Here is the link to MS MicrosoftCameraCodecPack-x64.  When installed it will display most RAW files automatically in Windows Explorer etc.

Link
Download Microsoft Camera Codec Pack (6.3.9721.0) from Official Microsoft Download Center


----------



## JimMcClain (Oct 11, 2015)

Version 9721.0, which you linked to, is from April 22, 2014. It has not been updated for any cameras since then, including Nikon D750 or my D810 (check the Details for any other specific camera). Its supported operating systems are only Vista SP2 and Windows 7.

I don't have Windows 8.1 anymore, so I don't know if it has native RAW handling. I do have Windows 10 and it does have native RAW file support.


----------



## Didereaux (Oct 13, 2015)

JimMcClain said:


> Version 9721.0, which you linked to, is from April 22, 2014. It has not been updated for any cameras since then, including Nikon D750 or my D810 (check the Details for any other specific camera).

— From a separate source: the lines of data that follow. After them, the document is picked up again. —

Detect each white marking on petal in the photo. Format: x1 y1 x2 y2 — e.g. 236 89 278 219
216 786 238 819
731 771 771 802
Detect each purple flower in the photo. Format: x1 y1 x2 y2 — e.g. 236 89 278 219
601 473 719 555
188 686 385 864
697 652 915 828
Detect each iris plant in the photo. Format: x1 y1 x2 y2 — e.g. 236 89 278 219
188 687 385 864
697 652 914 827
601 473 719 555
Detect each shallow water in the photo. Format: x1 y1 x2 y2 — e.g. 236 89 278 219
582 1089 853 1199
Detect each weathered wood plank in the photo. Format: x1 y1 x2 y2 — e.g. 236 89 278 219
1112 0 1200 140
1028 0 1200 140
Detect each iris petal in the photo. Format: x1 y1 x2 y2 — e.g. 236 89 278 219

Its supported operating systems are only Vista SP2 and Windows 7.
> 
> I don't have Windows 8.1 anymore, so I don't know if it has native RAW handling. I do have Windows 10 and it does have native RAW file support.




that's what you get for jumping on any MS bandwagon to early!!!


----------



## 3Dogs (Oct 13, 2015)

This is one of the advantages for me in converting files to DNG as I use windows explorer all the time to view photos.


----------